Bottom line: anosognosia is not the diagnosis itself; it is a brain‑based lack of insight that drives treatment refusal and system failure. Without insight, symptoms can drift toward paranoia, conflict, victimization, and system involvement. With early intervention and tools like AOT, conditional release, and mental health courts, those cycles can be interrupted in ways that are safer and more compassionate for everyone involved.
Violence and victimization: Systematic reviews link untreated psychosis to higher rates of aggressive behavior and also to higher risk of being a victim of violence, especially when people are homeless or not engaged in care.
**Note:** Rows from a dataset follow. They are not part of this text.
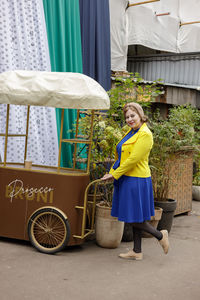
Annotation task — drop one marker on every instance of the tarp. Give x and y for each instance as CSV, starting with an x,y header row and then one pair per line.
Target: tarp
x,y
119,34
155,25
146,28
52,89
95,37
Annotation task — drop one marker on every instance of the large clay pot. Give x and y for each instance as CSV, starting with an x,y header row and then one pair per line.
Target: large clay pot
x,y
169,208
108,229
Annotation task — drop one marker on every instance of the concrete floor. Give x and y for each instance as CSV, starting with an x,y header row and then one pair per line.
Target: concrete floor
x,y
93,273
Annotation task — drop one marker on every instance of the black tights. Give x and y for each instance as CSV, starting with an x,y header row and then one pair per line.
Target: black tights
x,y
137,234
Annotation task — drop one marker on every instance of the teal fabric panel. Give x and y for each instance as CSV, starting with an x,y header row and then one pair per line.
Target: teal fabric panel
x,y
64,38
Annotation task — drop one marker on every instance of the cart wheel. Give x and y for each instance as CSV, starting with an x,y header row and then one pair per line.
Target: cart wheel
x,y
48,230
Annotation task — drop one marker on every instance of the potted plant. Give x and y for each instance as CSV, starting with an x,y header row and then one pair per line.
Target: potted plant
x,y
173,136
196,179
108,130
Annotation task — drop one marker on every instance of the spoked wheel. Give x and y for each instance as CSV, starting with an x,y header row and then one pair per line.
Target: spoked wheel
x,y
48,230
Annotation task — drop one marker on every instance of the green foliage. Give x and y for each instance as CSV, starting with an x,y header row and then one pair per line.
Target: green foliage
x,y
178,133
180,129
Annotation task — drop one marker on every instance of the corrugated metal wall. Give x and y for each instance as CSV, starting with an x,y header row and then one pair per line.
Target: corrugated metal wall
x,y
180,69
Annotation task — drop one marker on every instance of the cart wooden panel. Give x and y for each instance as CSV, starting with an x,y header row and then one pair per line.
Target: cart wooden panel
x,y
24,191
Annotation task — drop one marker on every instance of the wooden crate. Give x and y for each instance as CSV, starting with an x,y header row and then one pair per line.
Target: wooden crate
x,y
181,174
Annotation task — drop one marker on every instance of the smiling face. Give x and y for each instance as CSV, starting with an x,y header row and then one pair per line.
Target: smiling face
x,y
133,119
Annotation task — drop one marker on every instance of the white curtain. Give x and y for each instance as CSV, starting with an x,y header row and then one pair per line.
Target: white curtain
x,y
24,46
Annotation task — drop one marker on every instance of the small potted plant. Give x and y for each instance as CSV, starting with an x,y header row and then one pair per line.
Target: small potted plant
x,y
174,136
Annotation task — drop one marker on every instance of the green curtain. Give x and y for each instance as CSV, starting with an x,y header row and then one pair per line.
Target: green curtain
x,y
64,38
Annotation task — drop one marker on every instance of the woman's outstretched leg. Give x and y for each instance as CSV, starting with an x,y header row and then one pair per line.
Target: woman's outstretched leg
x,y
136,253
162,236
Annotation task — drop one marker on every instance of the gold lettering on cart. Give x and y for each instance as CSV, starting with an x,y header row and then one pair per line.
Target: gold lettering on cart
x,y
16,190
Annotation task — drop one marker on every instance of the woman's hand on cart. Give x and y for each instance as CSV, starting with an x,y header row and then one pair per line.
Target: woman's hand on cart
x,y
107,177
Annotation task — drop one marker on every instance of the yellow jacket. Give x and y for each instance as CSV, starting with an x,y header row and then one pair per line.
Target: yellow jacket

When those same individuals receive consistent treatment, often through tools like assisted outpatient treatment (AOT), conditional release, or mental health courts, rates of violence drop significantly.
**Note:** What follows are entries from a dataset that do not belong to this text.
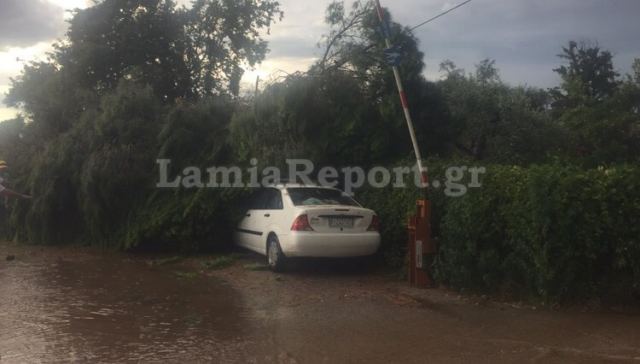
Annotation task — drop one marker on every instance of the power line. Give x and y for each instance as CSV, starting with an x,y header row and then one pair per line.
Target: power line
x,y
441,14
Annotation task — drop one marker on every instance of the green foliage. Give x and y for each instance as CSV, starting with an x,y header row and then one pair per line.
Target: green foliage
x,y
548,231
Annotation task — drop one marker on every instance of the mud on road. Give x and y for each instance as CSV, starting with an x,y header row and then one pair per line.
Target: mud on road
x,y
79,305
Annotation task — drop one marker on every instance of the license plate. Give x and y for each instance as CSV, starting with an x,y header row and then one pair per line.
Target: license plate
x,y
341,222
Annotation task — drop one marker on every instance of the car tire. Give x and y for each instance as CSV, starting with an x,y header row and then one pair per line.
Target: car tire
x,y
275,258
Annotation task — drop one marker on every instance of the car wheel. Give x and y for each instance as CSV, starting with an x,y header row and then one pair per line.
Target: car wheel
x,y
275,258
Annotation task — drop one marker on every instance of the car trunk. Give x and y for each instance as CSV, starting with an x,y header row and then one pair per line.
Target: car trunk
x,y
336,219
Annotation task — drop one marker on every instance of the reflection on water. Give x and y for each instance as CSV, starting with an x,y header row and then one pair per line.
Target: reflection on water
x,y
109,310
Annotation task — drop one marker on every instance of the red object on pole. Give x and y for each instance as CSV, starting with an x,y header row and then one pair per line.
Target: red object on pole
x,y
420,246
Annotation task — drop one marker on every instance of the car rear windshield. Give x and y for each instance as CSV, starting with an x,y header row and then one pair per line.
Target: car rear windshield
x,y
319,196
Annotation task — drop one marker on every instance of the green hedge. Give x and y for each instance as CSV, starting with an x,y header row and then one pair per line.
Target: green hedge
x,y
550,231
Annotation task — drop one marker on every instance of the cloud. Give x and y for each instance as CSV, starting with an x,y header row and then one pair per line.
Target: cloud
x,y
26,22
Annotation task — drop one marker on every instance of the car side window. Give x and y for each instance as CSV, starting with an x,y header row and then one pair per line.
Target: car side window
x,y
259,200
274,199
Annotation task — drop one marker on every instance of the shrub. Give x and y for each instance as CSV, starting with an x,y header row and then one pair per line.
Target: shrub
x,y
552,232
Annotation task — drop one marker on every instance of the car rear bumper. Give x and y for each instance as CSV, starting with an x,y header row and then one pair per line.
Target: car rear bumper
x,y
334,245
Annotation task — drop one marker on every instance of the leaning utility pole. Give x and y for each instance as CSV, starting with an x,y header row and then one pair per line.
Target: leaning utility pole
x,y
403,96
421,247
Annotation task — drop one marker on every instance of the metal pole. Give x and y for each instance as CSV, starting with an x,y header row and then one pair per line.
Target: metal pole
x,y
403,99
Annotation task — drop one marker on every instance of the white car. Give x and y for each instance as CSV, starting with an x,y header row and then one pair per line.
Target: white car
x,y
292,220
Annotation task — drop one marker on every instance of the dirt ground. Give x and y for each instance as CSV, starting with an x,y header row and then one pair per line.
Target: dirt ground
x,y
66,304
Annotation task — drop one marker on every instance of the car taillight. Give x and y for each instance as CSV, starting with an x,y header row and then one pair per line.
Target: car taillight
x,y
375,224
301,223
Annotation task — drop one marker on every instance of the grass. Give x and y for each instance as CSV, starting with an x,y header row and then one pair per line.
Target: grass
x,y
165,261
187,275
220,262
256,266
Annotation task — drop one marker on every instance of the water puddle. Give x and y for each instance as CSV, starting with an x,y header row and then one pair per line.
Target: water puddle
x,y
106,309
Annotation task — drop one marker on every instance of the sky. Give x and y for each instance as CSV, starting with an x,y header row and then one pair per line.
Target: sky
x,y
523,36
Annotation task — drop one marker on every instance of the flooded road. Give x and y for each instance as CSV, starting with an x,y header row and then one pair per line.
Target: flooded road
x,y
109,309
70,305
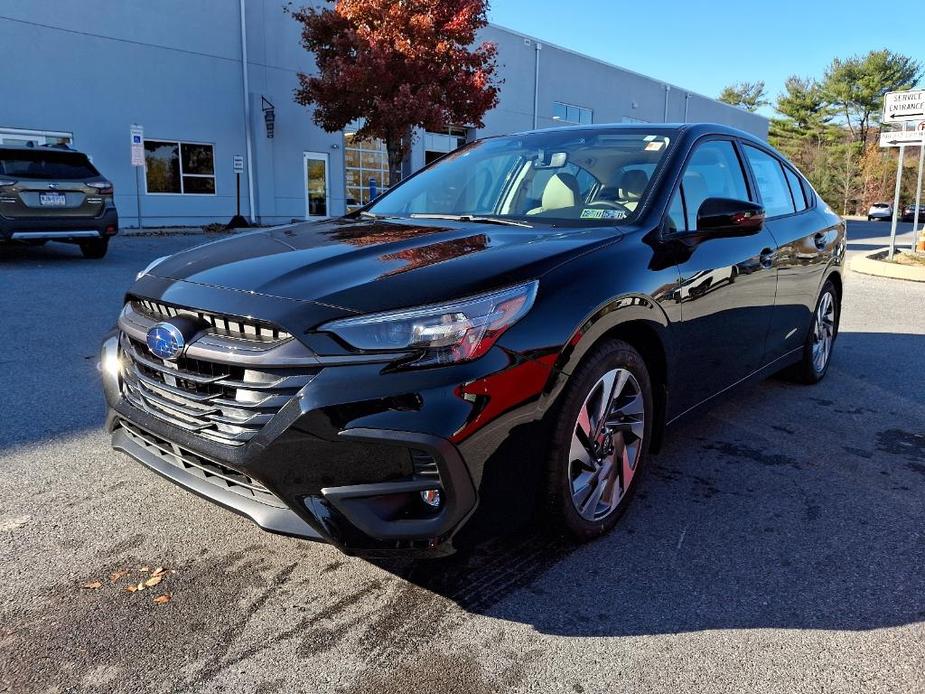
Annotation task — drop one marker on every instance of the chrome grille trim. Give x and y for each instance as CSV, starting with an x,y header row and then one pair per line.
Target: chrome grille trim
x,y
221,402
204,468
226,326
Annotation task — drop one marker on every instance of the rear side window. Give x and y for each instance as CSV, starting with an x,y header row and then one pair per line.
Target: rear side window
x,y
714,171
46,165
796,190
772,184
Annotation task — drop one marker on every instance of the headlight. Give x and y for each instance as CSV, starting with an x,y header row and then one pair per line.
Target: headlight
x,y
151,266
446,333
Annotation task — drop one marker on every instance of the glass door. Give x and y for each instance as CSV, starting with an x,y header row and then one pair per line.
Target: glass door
x,y
317,185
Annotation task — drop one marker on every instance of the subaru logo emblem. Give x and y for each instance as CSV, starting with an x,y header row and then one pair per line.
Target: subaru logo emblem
x,y
166,341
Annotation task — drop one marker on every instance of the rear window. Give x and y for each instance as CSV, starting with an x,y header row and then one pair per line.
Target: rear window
x,y
46,165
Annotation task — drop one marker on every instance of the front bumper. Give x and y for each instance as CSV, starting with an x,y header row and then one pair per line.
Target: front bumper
x,y
68,229
345,460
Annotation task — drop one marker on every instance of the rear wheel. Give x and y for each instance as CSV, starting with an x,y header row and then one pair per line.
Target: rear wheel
x,y
600,440
95,248
817,350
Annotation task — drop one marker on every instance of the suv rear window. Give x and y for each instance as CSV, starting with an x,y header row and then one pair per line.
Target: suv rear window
x,y
46,165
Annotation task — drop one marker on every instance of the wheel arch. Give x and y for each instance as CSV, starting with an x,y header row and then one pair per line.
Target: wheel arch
x,y
639,321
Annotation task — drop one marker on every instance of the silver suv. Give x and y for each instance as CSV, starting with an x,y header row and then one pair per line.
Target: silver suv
x,y
54,193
Crime and arrests: Justice‑system data show that people with serious mental illness are more likely to be repeatedly booked into jail, often for low‑level offenses and behaviors driven by untreated symptoms rather than intentional crime. Programs that divert people into treatment instead of jail, and that pair court oversight with services, are associated with lower re‑arrest and better stability.
Homelessness: Studies of homelessness find high rates of schizophrenia and other psychotic disorders among people living unsheltered, with untreated symptoms, poor insight, and co‑occurring substance use all increasing the risk of losing and then failing to regain housing. When intensive services and court‑linked outpatient treatment are available, people are more likely to stay in treatment, avoid street homelessness, and maintain safer, more stable living situations.